Tag Archives: Bilbao

4 years later…an update on 2010 post, “Places in Bilbao I Like That You May Also Like”

Time surely goes fast…I still remember when the Guggenheim was being built and when we took pictures of tourists, awed at the fact that there were actually people visiting Bilbao!! Well, things have changed a lot since then: Bilbao has turned into a wonderful, livable, lively town, great for foodies and a must-see from an architectural point of view. My favorite places have also changed, and so I also have new likes and dislikes. Let´s talk about 9 places that I love and that you may miss as a tourist, as they´re a bit off-the-beaten-path:

1) Mercado de la Ribera, the biggest covered market in Europe, completely re-built, and where my guests love to take pics of the fresh fish at the fishmongers´, of the Ibérico ham hanging from the ceilings, of the wide range of local cheeses and of the farmers that offer their locally produced vegetables (without any “organic” label on them…no need for this kind of marketing)…

2) Alhóndiga, the former wine warehouse located on the very center of Bilbao, now a public cultural and leisure center. Its interior has been singularly designed by acclaimed designer Philippe Starck, and it has a great rooftop bar where you can enjoy great music and views.Alhóndiga rooftop bar

3) Diputación Street, right behind the beautiful building of the provincial government or Diputación, in the Gran Vía (main street). Great pintxos in El Globo, good cocktails at El Embrujo, wonderful ibérico ham at La Viña, excellent steaks at Santa Rosalía…

4) Henao and Heros streets area, close to renovated Jado square (the one with the lions fountain in the center), where new bars have added life to this beautiful resident area. Mr Wonderful, Coppola pizzeria (in Barrainkua st), Singular, Residence, El Txoko de Gabi, Las Cepas…excellent pintxos and wine route, as well as good live music.
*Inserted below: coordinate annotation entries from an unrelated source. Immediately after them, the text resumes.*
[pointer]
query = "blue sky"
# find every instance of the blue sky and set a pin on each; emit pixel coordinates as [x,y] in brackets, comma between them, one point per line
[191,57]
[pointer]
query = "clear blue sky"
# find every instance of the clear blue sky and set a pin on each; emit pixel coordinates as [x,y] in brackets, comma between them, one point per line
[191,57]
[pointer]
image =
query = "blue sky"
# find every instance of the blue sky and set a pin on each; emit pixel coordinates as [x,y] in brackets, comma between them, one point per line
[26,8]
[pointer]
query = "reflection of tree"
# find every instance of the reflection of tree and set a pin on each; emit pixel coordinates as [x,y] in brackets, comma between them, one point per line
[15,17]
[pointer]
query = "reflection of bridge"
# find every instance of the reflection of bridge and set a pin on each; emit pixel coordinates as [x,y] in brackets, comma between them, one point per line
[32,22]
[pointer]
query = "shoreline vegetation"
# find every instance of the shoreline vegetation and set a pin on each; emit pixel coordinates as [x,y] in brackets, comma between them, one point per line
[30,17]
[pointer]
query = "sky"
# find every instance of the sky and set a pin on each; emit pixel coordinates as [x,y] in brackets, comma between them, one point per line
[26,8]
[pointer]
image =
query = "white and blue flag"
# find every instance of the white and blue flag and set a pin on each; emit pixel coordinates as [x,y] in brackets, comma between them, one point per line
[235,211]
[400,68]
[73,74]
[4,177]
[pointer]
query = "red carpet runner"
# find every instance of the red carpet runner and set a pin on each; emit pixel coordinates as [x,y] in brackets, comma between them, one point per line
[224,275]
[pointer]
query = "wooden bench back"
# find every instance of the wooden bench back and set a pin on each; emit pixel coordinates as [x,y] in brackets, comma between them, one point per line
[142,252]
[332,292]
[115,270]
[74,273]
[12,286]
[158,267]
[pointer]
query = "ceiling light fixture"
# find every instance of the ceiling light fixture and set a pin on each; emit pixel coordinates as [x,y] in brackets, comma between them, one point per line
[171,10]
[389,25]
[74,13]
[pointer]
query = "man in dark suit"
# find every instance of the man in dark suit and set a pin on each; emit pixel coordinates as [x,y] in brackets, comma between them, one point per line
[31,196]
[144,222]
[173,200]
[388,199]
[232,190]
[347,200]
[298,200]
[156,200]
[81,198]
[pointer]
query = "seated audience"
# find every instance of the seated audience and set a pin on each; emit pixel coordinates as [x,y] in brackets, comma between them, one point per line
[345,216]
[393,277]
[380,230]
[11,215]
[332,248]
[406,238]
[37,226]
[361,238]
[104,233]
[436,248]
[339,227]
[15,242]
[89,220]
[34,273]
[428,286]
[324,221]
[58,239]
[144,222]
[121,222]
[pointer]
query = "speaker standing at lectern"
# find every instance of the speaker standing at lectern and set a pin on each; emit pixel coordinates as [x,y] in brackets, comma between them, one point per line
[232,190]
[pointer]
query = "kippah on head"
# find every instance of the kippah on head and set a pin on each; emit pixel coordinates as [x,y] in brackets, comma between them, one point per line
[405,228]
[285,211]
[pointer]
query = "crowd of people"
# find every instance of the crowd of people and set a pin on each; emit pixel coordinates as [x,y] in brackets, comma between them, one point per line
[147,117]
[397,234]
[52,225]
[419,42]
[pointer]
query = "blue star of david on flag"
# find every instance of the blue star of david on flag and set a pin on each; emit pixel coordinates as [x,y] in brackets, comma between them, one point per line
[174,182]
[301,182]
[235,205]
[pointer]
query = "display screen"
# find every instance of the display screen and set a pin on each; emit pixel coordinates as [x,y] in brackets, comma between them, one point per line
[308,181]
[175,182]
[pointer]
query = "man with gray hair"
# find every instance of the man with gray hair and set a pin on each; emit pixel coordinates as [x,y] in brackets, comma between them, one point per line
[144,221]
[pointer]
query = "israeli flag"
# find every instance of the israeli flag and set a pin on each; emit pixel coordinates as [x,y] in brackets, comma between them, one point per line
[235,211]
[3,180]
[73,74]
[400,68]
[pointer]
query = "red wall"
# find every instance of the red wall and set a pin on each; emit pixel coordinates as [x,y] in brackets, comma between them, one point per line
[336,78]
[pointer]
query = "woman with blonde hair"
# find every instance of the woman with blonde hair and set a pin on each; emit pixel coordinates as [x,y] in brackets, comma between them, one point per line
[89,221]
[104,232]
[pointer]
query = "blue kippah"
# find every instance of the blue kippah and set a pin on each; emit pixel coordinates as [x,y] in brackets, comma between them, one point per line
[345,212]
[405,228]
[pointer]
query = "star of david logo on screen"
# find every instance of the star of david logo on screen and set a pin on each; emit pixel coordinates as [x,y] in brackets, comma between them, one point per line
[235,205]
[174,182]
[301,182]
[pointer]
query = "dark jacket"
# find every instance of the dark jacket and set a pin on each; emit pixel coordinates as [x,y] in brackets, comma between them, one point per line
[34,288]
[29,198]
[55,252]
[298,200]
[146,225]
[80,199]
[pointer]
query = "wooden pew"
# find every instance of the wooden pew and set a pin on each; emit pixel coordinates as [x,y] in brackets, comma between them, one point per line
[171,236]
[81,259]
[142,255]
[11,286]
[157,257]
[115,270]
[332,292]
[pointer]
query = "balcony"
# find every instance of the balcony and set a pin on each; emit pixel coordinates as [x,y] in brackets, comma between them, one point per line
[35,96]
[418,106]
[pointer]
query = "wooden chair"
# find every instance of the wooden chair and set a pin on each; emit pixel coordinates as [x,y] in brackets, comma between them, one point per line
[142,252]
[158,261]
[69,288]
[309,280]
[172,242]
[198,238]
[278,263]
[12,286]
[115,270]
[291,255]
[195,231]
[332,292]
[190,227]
5) Bacaicoa bar, in Unamuno square, Old Town…the best pintxo of grilled mushrooms in town.

6) A ride on the Begoña or Iturribide public elevators, in the Old Town, for the very best views of the Old Town of Bilbao from above. Very cheap and a great experience as a local.View from Iturribide elevator, Old Town

7) A ride on the Funicular of Artxanda, from Castaños street…definitely the best views of the whole city from above…just turn left when you get up to get to the view point.

8) Santa María street in the Old Town on a Friday evening, for alternative pintxos bars and restaurants and great street atmosphere (we love having pintxos outside bars, rather than inside)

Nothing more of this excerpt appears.